Both the local and national findings, conducted for the Advertising Tax Coalition, are sure to be used against efforts to end or limit tax deductions for a range of professional services that include advertising. In recent years, statewide initiatives have been mounted in Texas, Connecticut and Florida.
"Looking at these numbers, you should come to the conclusion to not do anything that will slow the economic engine or burden the effort to sell," said Dan Jaffe, exec VP of the Association of National Advertisers, which is one of the trade organizations in the tax coalition. "There's no reason to treat us adversely. If anything, it's reason to pat advertising on the back in all economic times and especially when times are difficult."

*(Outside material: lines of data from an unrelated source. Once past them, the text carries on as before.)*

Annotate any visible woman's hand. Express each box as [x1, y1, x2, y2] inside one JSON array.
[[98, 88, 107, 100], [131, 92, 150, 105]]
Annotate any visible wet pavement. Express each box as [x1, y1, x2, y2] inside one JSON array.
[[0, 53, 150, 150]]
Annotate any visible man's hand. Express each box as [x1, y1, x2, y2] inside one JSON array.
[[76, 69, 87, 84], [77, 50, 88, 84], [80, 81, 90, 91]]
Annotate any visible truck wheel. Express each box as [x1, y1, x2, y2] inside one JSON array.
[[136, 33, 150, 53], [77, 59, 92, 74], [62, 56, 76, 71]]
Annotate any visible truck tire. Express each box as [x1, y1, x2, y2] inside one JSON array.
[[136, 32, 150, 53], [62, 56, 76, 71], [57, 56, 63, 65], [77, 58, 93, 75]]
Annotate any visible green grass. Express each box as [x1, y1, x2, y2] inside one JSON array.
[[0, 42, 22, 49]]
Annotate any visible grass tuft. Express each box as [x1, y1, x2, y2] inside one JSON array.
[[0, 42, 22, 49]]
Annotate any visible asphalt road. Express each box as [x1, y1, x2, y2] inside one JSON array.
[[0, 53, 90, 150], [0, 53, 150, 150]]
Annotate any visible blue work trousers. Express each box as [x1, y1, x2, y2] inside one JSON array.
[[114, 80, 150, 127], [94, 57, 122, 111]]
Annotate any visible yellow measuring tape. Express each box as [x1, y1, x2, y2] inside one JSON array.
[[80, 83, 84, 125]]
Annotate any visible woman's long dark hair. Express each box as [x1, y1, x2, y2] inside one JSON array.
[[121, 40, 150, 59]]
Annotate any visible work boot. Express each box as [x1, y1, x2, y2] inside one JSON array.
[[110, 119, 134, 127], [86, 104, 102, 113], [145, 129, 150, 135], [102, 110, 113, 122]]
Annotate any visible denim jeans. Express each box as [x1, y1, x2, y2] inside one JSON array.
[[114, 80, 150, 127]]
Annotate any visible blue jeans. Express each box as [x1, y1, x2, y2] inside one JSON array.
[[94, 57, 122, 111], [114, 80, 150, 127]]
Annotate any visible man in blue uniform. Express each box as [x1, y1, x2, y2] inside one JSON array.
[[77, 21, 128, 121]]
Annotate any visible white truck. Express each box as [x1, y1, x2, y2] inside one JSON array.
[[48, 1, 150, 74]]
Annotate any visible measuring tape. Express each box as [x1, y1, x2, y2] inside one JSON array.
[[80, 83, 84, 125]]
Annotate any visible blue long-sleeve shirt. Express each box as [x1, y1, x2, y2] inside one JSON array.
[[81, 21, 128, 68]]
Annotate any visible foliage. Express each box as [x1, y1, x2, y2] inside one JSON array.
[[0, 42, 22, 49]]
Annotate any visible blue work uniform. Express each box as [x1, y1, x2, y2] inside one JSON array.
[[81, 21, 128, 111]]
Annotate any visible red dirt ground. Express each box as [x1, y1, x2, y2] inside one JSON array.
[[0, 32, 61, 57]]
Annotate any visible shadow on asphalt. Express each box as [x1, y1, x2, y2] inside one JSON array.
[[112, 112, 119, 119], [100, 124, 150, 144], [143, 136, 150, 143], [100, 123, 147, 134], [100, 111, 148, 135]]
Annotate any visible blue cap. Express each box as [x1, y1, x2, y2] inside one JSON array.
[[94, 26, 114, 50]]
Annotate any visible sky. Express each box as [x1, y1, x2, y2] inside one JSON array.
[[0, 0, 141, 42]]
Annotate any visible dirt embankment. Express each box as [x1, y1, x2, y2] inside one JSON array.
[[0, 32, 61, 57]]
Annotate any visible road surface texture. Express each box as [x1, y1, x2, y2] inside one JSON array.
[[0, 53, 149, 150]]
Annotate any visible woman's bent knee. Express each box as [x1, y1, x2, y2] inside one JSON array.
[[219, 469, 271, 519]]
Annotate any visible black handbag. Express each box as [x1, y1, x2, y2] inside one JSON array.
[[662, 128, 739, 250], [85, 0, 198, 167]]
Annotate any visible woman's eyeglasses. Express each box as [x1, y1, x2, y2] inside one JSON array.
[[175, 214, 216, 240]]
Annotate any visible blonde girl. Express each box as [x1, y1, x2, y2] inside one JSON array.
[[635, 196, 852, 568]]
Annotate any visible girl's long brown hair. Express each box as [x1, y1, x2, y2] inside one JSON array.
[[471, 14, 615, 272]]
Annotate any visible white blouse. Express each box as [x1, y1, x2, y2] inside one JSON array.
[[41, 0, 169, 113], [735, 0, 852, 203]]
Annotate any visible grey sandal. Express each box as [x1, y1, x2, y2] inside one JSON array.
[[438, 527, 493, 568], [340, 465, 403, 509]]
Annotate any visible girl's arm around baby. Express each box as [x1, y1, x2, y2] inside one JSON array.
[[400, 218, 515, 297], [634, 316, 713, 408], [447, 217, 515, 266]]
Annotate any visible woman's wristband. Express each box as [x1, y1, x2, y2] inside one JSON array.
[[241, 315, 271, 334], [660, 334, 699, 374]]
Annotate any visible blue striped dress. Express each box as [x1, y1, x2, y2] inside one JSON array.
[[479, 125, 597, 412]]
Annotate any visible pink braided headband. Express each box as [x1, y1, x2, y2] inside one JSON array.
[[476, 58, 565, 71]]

The study, conducted by the economic and financial-research firm Global Insight and directed by Nobel Laureate economist Lawrence R. Klein, is the first attempt to quantify in a comprehensive way the effects of advertising on the economy.

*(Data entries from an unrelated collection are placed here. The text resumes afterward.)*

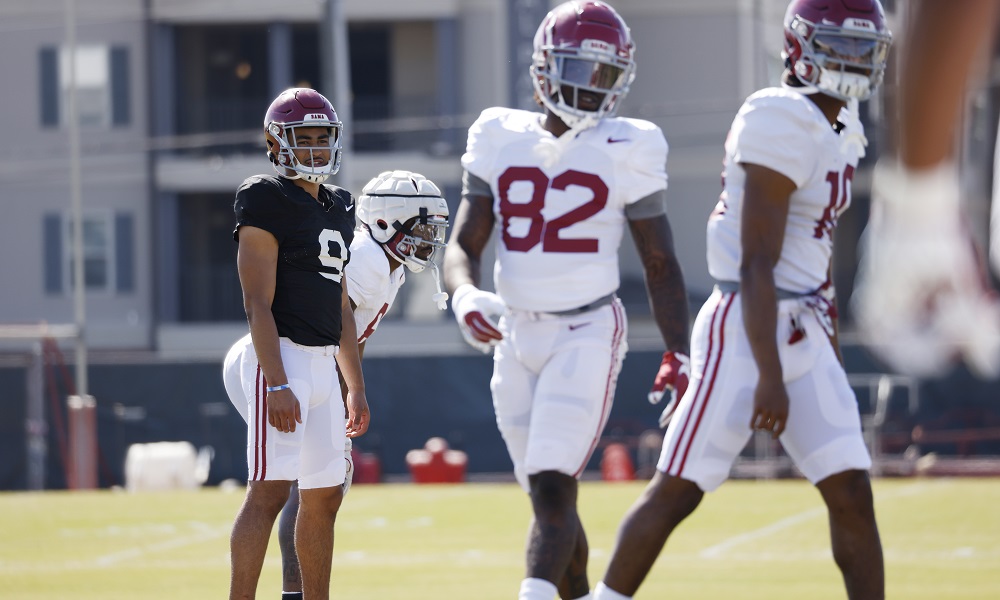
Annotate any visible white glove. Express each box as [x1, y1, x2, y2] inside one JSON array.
[[342, 438, 354, 496], [853, 161, 1000, 378], [451, 283, 505, 354]]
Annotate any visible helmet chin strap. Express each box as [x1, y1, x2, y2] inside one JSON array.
[[430, 262, 449, 311], [781, 78, 820, 95]]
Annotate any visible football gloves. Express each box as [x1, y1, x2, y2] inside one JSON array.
[[342, 438, 354, 496], [451, 283, 505, 354], [648, 351, 690, 428], [853, 161, 1000, 378]]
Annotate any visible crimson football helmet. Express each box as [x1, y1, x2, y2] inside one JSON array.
[[263, 88, 343, 184], [531, 1, 636, 129], [783, 0, 892, 101]]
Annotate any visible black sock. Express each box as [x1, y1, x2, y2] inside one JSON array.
[[281, 593, 303, 600]]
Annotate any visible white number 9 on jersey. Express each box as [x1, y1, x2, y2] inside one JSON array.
[[318, 229, 346, 282]]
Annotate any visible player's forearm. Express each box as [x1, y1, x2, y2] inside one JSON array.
[[633, 216, 691, 354], [443, 196, 494, 294], [245, 301, 288, 386], [336, 306, 365, 393], [443, 243, 481, 293], [646, 256, 691, 355], [740, 259, 782, 380]]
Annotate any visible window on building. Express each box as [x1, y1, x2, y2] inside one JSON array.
[[43, 211, 134, 295], [174, 26, 269, 135], [39, 44, 130, 128]]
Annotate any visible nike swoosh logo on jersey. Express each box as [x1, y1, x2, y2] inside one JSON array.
[[607, 137, 630, 144], [568, 322, 592, 331], [344, 203, 354, 211]]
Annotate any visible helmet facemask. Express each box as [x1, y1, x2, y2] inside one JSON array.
[[267, 120, 343, 184], [785, 15, 892, 101], [357, 170, 452, 309], [381, 210, 449, 274], [532, 42, 635, 130]]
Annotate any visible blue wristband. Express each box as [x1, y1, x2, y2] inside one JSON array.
[[266, 383, 290, 393]]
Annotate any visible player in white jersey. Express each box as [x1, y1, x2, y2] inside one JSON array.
[[592, 2, 891, 600], [443, 3, 691, 599], [225, 170, 449, 600]]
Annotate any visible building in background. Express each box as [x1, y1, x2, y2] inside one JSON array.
[[0, 0, 788, 357], [2, 0, 999, 489]]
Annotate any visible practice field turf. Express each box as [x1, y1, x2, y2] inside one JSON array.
[[0, 478, 998, 599]]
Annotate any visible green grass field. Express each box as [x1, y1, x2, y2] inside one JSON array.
[[1, 478, 998, 599]]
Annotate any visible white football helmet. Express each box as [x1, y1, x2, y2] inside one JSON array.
[[357, 170, 451, 308]]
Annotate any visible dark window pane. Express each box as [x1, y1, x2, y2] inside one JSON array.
[[115, 212, 134, 292], [39, 47, 59, 127], [43, 214, 62, 293], [111, 46, 130, 126]]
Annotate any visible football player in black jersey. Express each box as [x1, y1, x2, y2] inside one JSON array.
[[225, 87, 368, 600]]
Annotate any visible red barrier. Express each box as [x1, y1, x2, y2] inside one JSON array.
[[406, 437, 468, 483], [352, 448, 382, 484], [601, 442, 636, 482]]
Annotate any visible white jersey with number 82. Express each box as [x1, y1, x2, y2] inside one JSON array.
[[462, 107, 668, 313]]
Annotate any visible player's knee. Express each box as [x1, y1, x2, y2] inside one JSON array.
[[646, 471, 704, 522], [818, 469, 876, 519], [246, 481, 294, 516], [299, 484, 345, 516], [529, 470, 577, 517]]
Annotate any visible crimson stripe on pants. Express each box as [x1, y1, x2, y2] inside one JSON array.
[[666, 293, 734, 475], [252, 366, 268, 481], [574, 300, 627, 477]]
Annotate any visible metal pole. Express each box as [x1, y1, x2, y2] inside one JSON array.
[[65, 0, 87, 396], [26, 343, 46, 490], [322, 0, 352, 188]]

The New York portion, released during the city's Advertising Week, takes a broad view of the business' effects. It accounts for direct spending on and jobs created by advertising, as well as spending by direct and third-tier suppliers.
According to the study, the advertising industry this year will bring $151 billion into the New York metropolitan area's economy and is responsible, directly or indirectly, for about 16% of the region's work force.
"The direct impact is impressive, but it goes way beyond that and has ramifications for the whole economy of New York," Mr. Jaffe said.
The industry accounts for almost 19% of the region's $800 billion economy and roughly 680,000 jobs, the report found. The projected impact includes spending on advertising by New York businesses, its impact on sales, and the impact on direct and indirect suppliers.
Compared to other industries, advertising fares well in terms of its effects on New York. The direct impact, at $80 billion, is twice that of travel and tourism, at $39 billion and about one-third of real estate. Fashion, by comparison, directly impacted $43 billion.
Mr. Jaffe said that the national study is likely to have similar findings. "What we're finding in New York plays out even in areas in which you wouldn't expect it, even in rural and remote areas," he said.